模型推理：指的是使用预训练的模型生成预测结果。在本脚本中，推理过程是通过传入文本提示并生成下一步最可能的token来实现的。

采样方法：脚本支持多种方法来选择下一个token（例如 贪婪（Greedy）、Top-k、Top-p）。贪婪方法简单地选择概率最高的token，而Top-k和Top-p则引入了一定的随机性，使生成的文本更加自然和多样。

会话管理：Session 类用于处理与模型的交互，它管理输入、输出、状态等。

NPU设备：如果支持NPU（神经处理单元），脚本会尝试使用NPU进行加速计算。如果没有NPU，它会回退到CPU或GPU。

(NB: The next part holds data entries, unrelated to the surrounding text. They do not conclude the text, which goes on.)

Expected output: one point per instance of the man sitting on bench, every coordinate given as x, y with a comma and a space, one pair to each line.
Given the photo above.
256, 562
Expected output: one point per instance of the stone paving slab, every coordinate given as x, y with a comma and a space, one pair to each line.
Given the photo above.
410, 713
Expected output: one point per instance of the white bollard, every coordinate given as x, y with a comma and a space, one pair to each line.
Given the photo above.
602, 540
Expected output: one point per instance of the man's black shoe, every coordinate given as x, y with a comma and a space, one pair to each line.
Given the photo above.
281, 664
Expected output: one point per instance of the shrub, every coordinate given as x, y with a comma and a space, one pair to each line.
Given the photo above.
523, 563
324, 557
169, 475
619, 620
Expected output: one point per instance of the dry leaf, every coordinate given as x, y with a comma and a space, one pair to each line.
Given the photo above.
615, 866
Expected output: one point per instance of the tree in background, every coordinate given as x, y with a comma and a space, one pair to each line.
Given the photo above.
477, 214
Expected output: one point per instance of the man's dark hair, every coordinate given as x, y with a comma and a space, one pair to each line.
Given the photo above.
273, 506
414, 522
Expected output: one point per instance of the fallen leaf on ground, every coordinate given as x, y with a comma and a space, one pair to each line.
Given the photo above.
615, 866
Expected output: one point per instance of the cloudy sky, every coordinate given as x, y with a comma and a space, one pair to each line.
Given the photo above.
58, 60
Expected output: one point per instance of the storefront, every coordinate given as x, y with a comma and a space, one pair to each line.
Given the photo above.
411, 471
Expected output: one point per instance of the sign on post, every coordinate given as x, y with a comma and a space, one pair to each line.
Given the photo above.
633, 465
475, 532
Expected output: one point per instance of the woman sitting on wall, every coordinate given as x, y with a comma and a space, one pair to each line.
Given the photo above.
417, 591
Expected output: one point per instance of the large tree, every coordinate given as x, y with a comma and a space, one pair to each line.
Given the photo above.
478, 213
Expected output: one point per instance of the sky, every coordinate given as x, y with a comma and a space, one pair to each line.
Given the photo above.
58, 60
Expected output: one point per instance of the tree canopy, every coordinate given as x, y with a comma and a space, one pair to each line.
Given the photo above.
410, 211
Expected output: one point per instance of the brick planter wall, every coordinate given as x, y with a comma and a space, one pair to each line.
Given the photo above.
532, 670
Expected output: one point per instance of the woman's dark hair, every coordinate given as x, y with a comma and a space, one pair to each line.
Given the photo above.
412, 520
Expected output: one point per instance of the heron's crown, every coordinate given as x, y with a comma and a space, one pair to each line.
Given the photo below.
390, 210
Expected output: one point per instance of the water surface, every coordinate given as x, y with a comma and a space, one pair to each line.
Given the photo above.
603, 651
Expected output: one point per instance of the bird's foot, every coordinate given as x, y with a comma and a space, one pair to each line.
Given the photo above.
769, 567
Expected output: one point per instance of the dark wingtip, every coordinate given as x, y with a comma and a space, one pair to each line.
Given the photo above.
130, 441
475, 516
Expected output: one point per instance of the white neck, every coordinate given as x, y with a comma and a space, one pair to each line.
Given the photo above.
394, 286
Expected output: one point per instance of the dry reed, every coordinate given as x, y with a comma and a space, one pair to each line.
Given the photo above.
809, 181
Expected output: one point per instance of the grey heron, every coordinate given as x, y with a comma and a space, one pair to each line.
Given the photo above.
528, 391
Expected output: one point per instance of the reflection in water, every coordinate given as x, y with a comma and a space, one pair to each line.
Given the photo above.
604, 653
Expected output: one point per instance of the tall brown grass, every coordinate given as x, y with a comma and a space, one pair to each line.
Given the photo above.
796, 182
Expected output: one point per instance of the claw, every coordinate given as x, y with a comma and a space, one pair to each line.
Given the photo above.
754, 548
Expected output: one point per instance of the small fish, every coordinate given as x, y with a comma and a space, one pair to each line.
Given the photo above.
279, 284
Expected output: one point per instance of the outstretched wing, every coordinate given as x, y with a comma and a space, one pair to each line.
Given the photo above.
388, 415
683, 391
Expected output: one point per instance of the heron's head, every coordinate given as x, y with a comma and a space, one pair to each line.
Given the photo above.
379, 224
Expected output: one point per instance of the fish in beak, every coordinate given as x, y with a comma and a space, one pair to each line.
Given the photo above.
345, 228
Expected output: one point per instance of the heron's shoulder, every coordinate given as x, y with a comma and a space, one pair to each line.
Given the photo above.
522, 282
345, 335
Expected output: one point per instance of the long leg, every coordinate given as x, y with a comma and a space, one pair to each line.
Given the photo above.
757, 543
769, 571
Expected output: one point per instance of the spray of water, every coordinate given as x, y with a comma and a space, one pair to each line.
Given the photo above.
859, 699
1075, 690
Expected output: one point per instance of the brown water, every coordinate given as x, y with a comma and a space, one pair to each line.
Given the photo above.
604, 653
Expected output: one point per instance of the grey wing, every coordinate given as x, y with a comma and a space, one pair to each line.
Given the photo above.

状态重置：每次预测后，都会重置模型的状态，确保不会受到先前预测的影响。

建议的练习：

修改采样方法：尝试使用不同的采样方法（贪婪、Top-k、Top-p），观察它们如何影响生成文本的多样性和准确性。

调整输入输出长度：修改 max_input_length 和 max_output_length，看看这些参数如何影响模型的性能，尤其是在处理较长文本时。

优化推理速度：尝试批处理并设置不同的设备（例如使用GPU或CPU），以改善推理速度，尤其是对于大型模型。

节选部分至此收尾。